Dan Ciechanowski heard a noise that he described as the sound a missile makes and saw something moving across the sky at a 45-degree angle.

It smashed into a vacant lot next to his property with a crash that shook the foundation of his house.

That crash was pretty close to where Jean Ciechanowski was grilling. Though there is a fence between her property and the vacant yard, she too heard the missile-like sound and felt the impact.

In the end, the object - a large chunk of ice - had landed just a few feet away.

"First I heard the noise of it coming down," she said. "Then there's this crash and it shook the ground all around me. It was a pretty scary thing to go through."

In fact, the Ciechanowskis described the impact as surreal. What they found afterward was a one-foot-deep crater in the adjacent yard with a hunk of ice two feet around sitting in the middle.

The ice fell at about 7:30 p.m. Saturday. When investigated by city police, it was assumed that the ice had fallen from a plane. Police called the Federal Aviation Administration to see if any planes in the area had inadvertently dropped the ice from one of their holding tanks. Or it could be a form of "blue ice," a euphemism used in the airline industry for ice that falls from leaking airplane lavatories.

There were too many planes in the area to find a culprit, police said, but Ciechanowski isn't so sure that the ice came from a plane.

"That was my first thought," he said. "We are on an approach for Atlantic City International Airport. But my neighbor and I were out talking when it happened. We looked around and didn't see a single plane in the area."

Ciechanowski did some quick Internet research and found some other problems with a blue ice theory. The ice in question was clear, did not have a foul odor and seemed to have some minerals in it.

"I'm not saying what it is," Ciechanowski said. "But it doesn't fit what I was reading in the Internet. It made me think it could be something else, like a type of meteor."
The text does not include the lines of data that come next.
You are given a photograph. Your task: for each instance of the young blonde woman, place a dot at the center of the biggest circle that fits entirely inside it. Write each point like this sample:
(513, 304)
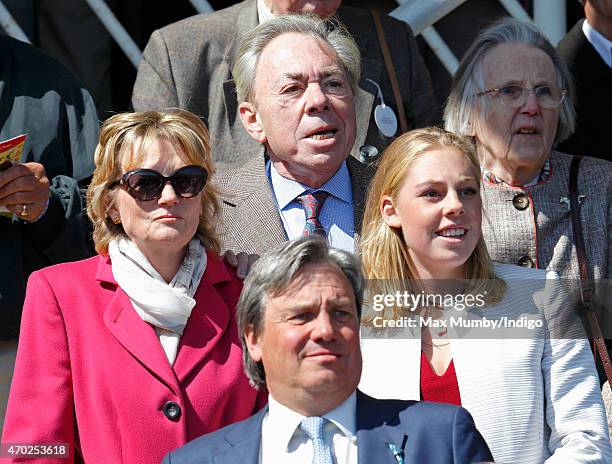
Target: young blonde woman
(533, 393)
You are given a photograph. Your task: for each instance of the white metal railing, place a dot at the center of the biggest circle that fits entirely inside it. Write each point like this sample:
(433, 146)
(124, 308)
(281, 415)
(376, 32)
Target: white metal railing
(420, 14)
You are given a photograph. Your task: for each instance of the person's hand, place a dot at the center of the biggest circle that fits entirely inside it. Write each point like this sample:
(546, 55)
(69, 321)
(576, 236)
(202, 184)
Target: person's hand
(24, 190)
(241, 261)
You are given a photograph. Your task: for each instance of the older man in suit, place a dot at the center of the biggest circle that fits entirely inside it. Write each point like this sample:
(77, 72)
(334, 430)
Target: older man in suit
(298, 317)
(188, 64)
(296, 77)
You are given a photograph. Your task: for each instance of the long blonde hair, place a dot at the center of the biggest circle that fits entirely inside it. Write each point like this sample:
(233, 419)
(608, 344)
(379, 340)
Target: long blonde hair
(384, 252)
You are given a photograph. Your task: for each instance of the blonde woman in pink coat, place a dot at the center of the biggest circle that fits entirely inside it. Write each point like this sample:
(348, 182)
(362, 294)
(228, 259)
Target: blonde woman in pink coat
(130, 354)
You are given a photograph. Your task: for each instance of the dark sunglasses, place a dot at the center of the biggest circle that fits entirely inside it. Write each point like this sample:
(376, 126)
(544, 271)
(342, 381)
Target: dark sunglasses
(147, 184)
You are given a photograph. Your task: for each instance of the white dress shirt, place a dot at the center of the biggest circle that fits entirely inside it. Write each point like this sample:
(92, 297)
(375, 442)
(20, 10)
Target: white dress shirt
(337, 216)
(282, 440)
(600, 43)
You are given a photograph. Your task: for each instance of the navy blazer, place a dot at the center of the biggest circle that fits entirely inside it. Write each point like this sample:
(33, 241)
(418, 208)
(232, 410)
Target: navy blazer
(429, 432)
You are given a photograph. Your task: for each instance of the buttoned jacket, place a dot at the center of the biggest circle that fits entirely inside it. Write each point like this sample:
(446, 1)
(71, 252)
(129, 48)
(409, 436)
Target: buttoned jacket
(537, 229)
(425, 432)
(533, 393)
(250, 220)
(188, 65)
(90, 373)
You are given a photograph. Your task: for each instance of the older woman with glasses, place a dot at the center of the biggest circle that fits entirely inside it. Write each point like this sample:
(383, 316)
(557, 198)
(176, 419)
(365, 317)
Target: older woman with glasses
(130, 354)
(513, 94)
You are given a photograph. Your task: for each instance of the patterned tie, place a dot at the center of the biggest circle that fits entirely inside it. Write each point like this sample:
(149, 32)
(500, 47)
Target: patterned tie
(313, 427)
(312, 204)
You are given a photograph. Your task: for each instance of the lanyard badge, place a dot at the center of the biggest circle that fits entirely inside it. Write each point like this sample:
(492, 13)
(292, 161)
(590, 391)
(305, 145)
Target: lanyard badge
(385, 118)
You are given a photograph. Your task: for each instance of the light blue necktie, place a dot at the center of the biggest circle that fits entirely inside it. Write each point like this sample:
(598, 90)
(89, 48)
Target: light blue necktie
(313, 427)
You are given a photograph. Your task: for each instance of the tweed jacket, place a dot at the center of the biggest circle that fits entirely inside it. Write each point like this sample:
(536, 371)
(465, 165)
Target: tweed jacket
(542, 232)
(534, 399)
(188, 65)
(250, 220)
(593, 80)
(91, 374)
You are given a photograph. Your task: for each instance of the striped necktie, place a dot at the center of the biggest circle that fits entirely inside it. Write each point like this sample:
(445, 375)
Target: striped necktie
(312, 204)
(322, 451)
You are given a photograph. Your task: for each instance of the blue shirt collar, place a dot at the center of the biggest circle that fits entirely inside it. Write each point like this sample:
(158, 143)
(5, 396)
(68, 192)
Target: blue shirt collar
(286, 190)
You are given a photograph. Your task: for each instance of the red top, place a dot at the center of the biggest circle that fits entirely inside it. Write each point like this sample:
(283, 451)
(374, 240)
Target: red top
(439, 388)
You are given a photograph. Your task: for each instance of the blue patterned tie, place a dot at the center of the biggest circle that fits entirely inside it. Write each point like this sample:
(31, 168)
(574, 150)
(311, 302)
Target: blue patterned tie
(312, 204)
(313, 427)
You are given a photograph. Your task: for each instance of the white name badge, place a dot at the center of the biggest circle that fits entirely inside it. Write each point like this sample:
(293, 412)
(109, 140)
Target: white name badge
(385, 119)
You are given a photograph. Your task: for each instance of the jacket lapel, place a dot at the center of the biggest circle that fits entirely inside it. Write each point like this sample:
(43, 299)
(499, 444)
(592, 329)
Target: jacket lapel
(135, 335)
(252, 211)
(244, 440)
(207, 323)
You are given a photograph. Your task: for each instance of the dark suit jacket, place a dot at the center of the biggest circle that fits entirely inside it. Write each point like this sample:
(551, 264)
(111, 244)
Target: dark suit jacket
(430, 432)
(250, 220)
(188, 65)
(593, 80)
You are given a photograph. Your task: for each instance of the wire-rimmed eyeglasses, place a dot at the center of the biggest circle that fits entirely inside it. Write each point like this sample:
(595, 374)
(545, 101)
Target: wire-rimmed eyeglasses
(514, 96)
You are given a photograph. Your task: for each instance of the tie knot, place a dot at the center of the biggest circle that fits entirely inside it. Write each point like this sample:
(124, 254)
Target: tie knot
(313, 427)
(312, 202)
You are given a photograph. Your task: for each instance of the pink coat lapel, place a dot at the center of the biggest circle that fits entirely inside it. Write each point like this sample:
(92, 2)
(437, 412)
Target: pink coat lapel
(207, 323)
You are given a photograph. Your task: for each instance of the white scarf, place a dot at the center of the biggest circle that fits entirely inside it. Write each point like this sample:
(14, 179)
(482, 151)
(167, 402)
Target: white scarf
(165, 306)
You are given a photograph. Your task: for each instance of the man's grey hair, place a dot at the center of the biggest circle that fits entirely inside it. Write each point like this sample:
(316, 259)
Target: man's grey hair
(330, 31)
(464, 106)
(273, 273)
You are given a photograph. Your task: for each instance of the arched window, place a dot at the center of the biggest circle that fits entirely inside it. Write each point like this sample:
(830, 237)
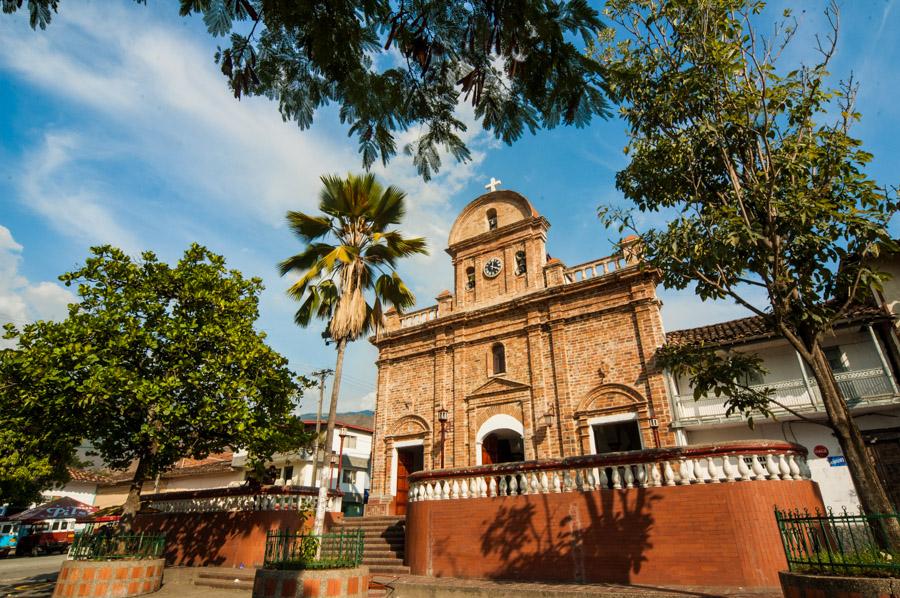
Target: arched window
(520, 263)
(498, 353)
(492, 219)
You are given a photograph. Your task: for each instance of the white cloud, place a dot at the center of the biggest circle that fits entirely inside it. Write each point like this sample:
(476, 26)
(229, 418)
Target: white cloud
(684, 309)
(22, 301)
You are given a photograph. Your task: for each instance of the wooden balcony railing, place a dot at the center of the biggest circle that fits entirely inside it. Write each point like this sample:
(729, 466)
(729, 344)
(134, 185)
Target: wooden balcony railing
(858, 386)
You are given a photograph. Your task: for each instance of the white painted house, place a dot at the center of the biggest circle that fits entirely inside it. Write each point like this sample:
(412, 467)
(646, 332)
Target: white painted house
(863, 356)
(353, 451)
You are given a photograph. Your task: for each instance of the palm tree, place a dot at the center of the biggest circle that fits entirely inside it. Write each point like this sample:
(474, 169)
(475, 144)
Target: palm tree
(349, 251)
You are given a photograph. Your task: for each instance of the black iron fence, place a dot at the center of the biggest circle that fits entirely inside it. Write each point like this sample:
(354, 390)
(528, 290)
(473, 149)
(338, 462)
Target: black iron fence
(297, 550)
(99, 547)
(843, 543)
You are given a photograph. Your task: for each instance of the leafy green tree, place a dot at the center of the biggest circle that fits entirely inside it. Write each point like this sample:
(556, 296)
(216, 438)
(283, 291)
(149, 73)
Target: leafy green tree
(392, 66)
(349, 250)
(765, 184)
(156, 363)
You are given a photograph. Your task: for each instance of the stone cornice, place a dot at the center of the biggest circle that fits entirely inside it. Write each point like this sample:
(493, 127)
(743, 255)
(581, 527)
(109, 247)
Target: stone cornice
(524, 301)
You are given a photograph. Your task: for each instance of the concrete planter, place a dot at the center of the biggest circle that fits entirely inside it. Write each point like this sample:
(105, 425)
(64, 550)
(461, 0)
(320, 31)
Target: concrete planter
(805, 585)
(318, 582)
(109, 579)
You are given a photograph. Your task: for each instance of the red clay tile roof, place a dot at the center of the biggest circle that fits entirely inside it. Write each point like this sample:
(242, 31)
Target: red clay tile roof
(753, 328)
(82, 475)
(219, 462)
A spokesman for the FAA said that despite the lack of color and odor, the ice still could have come from a plane. The FAA intends to investigate the incident.

When they get to the site, they'll be able to see the ice first-hand. Ciechanowski kept a piece in the freezer. And he is handling it with care in case the blue ice theory holds up.

"It's in a freezer we don't use too much and it's in plastic," he said.

For the Ciechanowskis, the mystery ice will provide for some interesting conversations this summer, but they are aware it could have been a lot worse.

"If this had hit something like our house it would have smashed right through it," Dan Ciechanowski said. "If it hit somebody it would be terrible. We're very lucky that nobody got hurt by this thing. I'm still a little paranoid about planes flying overhead right now."